# cleaning waste tank 748



## dave-rsvr (Aug 8, 2010)

hi,right the next challange is the waste tankon our 748,the bathroom sink and shower do not get used much at the moment and a smell sometimes comes from plug hole on both,i have now left the drain tap open and that is smelling.
how do you get rid of the smell/clean out the tank.
thanks
dave


----------



## Dick1234 (Jun 15, 2008)

Dave

The cheapest coke/cola you can find. 2 x 2lt bottles with a little water and go for a drive. Will sort the smell out, remember to put all the plugs in the sinks/shower tray when on the move to cut out the smell.

Regards

Dick


----------



## 747 (Oct 2, 2009)

I hope you have a strong stomach!!!!!

I recently cleaned my waste tank. Eight years of accumulated crud is not nice.  

I had a very slow draining kitchen sink and a faulty waste tank sender unit. I fixed the sink with drain clearing fluid (drain buster, I think it was called). I unscrewed the top of the tank and then removed the level sender unit. It was thick with gunge and that was the problem. Once cleaned it was working properly.

My advice is to get a bottle brush to shove up the pipe from the kitchen sink to clear it where it enters the tank. Forget about using anything to clear the gunge, it does not work fully. I have used various things (Domestos, Milton etc.). Put some Marigolds on and get stuck in with a cleaning cloth. Remove your level sender unit and give it a good clean.

There is a small drain plug which is attached by a chain to the top screw cover. The chain will be minging with gunge because you never need to pull the plug.

Good luck. :lol:


----------



## Rapide561 (Oct 1, 2005)

*Waste*

Hi

I occasionally travel with the waste tank full and a couple of bottles of bleach slopped in there too.

I was under the van about two weeks ago and removed the access cover to the waste tank - all in all it was not too bad, but I had a poke about in there with an old brush and then tipped a bucket of water down the sink thereby allowing all the gunge to drop into another bucket under the inspection hole.

Not a nice job but probably better for being done.

Russell


----------



## Spacerunner (Mar 18, 2006)

Get a hose and try a back wash through the underneath inspection cap.

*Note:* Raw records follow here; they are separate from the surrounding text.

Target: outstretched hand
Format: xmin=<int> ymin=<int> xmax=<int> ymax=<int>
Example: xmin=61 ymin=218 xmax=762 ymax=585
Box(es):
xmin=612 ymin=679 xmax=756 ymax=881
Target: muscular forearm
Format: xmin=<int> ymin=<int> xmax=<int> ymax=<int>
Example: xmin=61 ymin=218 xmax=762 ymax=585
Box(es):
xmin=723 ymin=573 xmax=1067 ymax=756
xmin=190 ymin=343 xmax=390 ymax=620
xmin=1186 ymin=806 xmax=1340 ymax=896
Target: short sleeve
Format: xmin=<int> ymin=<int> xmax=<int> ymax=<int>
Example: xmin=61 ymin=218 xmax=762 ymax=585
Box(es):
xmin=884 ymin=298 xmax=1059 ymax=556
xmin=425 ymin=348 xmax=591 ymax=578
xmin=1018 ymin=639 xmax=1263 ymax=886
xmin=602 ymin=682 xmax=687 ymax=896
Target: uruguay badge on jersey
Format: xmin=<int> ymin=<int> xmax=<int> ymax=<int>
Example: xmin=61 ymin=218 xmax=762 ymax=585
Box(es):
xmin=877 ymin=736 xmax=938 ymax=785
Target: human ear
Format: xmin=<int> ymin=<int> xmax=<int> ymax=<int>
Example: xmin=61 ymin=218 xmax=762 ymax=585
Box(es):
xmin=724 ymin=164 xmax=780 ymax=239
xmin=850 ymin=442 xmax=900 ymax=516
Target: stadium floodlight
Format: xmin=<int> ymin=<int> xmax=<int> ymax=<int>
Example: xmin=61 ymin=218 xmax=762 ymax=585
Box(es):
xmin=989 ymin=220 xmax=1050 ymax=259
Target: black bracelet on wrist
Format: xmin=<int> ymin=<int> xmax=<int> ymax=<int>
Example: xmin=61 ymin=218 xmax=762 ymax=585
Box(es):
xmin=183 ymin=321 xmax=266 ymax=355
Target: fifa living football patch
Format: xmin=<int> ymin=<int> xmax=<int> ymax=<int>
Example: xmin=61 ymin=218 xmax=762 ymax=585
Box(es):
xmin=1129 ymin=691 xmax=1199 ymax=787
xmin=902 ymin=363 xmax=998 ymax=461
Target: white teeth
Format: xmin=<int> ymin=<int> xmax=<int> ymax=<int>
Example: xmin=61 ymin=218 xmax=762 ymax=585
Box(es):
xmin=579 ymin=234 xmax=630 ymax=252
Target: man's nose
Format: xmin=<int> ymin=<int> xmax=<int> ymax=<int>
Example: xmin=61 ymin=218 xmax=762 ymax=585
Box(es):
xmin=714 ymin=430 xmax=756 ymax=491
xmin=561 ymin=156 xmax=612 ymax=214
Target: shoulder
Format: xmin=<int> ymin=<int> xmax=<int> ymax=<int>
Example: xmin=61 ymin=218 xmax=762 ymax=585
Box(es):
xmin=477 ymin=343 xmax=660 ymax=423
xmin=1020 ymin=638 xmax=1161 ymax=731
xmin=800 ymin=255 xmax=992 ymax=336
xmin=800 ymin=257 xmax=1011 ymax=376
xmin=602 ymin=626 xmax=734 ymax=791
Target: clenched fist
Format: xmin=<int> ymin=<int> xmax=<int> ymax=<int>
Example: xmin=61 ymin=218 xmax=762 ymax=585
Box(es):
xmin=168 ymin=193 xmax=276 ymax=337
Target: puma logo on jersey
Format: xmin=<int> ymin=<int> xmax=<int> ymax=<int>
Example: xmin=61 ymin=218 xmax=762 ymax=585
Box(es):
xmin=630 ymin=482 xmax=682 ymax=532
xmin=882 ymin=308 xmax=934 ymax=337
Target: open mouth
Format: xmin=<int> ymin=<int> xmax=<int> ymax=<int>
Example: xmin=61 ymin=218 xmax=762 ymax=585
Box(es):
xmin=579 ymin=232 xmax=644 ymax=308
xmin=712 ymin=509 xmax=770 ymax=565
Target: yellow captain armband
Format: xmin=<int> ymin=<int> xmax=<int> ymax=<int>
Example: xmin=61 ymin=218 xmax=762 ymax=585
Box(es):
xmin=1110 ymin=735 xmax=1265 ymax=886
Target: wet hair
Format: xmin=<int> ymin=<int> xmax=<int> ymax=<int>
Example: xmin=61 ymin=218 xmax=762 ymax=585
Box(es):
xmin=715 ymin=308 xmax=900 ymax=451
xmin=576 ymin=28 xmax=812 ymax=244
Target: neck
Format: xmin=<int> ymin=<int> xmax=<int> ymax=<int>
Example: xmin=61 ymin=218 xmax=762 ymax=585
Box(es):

Its not a mucky job as there is a good lip on the aperture which stops the dirty water coming back at you.
Use a garden jet/spray on the hose and direct it 360 degrees. Then switch off the hose and drain into a bucket via the normal drain cock.

I actually did this on a campsite in France and was surprised how easy and quick it was.

If the tank is held in place by straps and if you want to do the ultimate clean drop the tank and detach for a really good clean.


----------



## 747 (Oct 2, 2009)

Spacerunner said:


> Get a hose and try a back wash through the underneath inspection cap.
> 
> Its not a mucky job as there is a good lip on the aperture which stops the dirty water coming back at you.
> Use a garden jet/spray on the hose and direct it 360 degrees. Then switch off the hose and drain into a bucket via the normal drain cock.
> ...


The waste tank is sited between the double floor on the Burstners and would be a pig of a job to remove. On the 747, it is below the dinette and any splashback would be bad.

My problem was not with a smell, as I killed that off with bleach etc. You can get a 'skin' forming in the tank which can periodically fall away from the sides of the tank. This is what had stopped my sender unit working.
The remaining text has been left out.